Much of modern jazz and most classical music, however, does require some background to appreciate, and even with background, only musicians of an extremely high caliber can fully grasp the works of other musicians at that level.
What’s interesting to me is that all kinds of domains fit this model: the more we study a thing, be it mathematics, music, programming languages, or ping pong, the more we realize that the sky is the limit when it comes to comprehending it: knowledge isn’t finite, but expansive, no matter which direction you go.
To bring this into a post-modern context, even this essay is an attempt to enter a domain already heavily populated by gifted writers and strongly opinionated pundits. I probably shouldn’t be writing it, let along publishing it for other people to read, but this is the great thing about the whole matter: while it takes some expert knowlege to have an opinion that people can trust, that has never stopped people from having an opinion anyway.
As long as there are people with less knowledge than you, you can fool them and make them think that your opinion is worth something too, even when it’s not. Even more common: someone with expert knowledge in one area begins to branch into areas they’re not expert in. This doesn’t mean that what they say is wrong, but it doesn’t mean that it’s right either. Each work has to be considered on its own merits.
I can think of a tiny group of people who would take this essay seriously, a slightly larger group of people who wouldn’t understand it, and the balance of people who would either laugh at it, or simply dismiss it before reading it.
The trick for the writer (or the artist or the programmer) is to keep trying anyway, in spite of the critics.
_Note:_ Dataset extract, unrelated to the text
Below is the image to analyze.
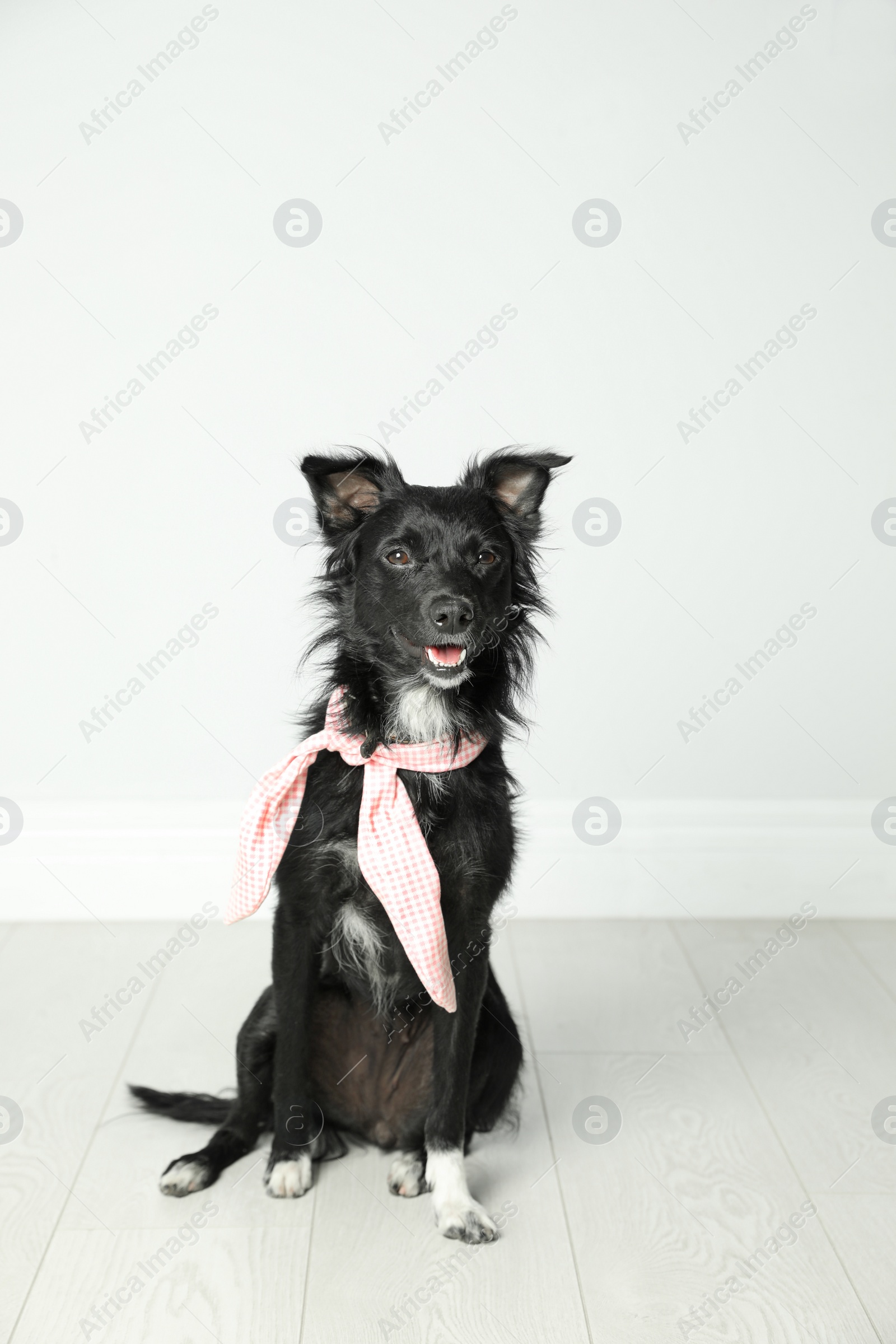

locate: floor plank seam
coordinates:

It’s ok to talk baby-talk when you’re a baby in something, just know that not everyone wants to hear you babbling.
Take correction when it’s warranted, don’t be too proud to admit when you’re wrong. Learn to argue well, and learn to take bad arguments for what they’re worth. Just because a point is couched in bad reasoning or is poorly worded doesn’t mean it’s not valid. But consider the well-reasoned arguments first.
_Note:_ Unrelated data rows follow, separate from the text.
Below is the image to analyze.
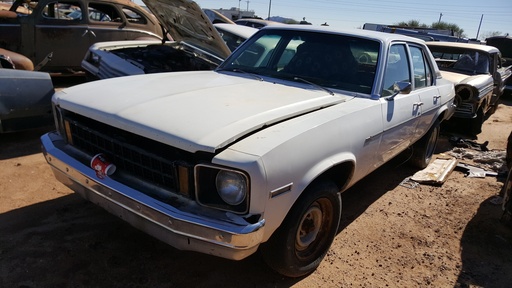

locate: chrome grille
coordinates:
[65,113,198,195]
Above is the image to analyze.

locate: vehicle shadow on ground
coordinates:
[455,197,512,287]
[0,126,55,160]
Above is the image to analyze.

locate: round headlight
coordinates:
[215,170,247,205]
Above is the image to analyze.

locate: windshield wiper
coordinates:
[293,76,334,96]
[217,68,263,81]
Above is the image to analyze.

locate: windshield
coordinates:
[219,29,380,94]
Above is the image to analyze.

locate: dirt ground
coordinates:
[0,82,512,288]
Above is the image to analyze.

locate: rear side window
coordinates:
[88,3,122,22]
[43,1,82,21]
[410,46,432,89]
[123,7,148,24]
[381,44,411,96]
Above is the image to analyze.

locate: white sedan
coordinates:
[41,25,455,277]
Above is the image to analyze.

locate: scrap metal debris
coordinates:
[399,177,420,189]
[457,163,498,178]
[411,157,458,185]
[447,147,507,173]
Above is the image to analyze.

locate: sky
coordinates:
[142,0,512,39]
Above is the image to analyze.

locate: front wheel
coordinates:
[410,121,440,169]
[261,181,341,277]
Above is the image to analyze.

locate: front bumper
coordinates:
[41,133,265,260]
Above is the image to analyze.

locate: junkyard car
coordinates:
[41,25,455,277]
[0,0,163,72]
[82,0,257,80]
[0,49,55,133]
[501,131,512,225]
[485,36,512,94]
[427,42,512,135]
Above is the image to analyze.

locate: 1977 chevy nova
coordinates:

We call intelligence that mental gift or capacity to comprehend a thing quicker and with less effort than most people. It varies in its nature, of course, being many kinds of intelligence, and there is always someone else who is probably more intelligent than you are.
Intelligence is like a muscle man—he can pick up heavy objects easier than other people, and some objects he can pick up that some people can’t pick up at all.
Intelligence, like all other gifts, can be cultivated and improved. Like muscle building, someone with little natural strength can still improve. There may be only so much he can do, however, and will never be stronger than those who are naturally strong and also work out. But the fact remains that hard work directed right will always yield for the worker. So think harder!
An intellectual is lonely in part because any conversation is spent largely on trying to prove a priori—things you shouldn’t have to explain—instead of getting to the meat of the real argument.
It’s like talking to children all of the time—the topic of conversation is limited to the comprehension level of the inexperienced child. You can’t have a philosophical discussion with a 5th grade vocabulary and a 5th grade life experience, and you really can’t catch someone up in an hour, or even a week.
I don’t want that to come out wrong—I’m not saying that the people I meet are equivalent to 5th graders, but I illustrate it that way because most people I deal with no longer read books if they don’t have to, they no longer seek to understand their world or deal with hard questions about life and its meaning. They’ve stopped working intellectually.
I take great pleasure reading what the best minds of history have to say. I can’t understand why people would not take that opportunity when it is free for them, but for the time required to read and ponder.
So the problem then is that “them that has, gets” (the Matthew principle); as it is in wealth, so it is in knowledge. We build ever higher edifices of knowledge, building on top of foundations, sometimes shoring things up, sometimes replacing things. Sometimes tearing down and rebuilding in a different location. But always building higher and greater structures.
Most people never build, though. They have a nice little cottage that meets their needs, is stable and well-grounded. Why reach for more? Why not be content?
I am not content because I have tasted the greatness of some of the minds of the world and the fruit is delicious to me. I’m not a great mind, but I love associating with them. And it seems to be a lonely road. Hello?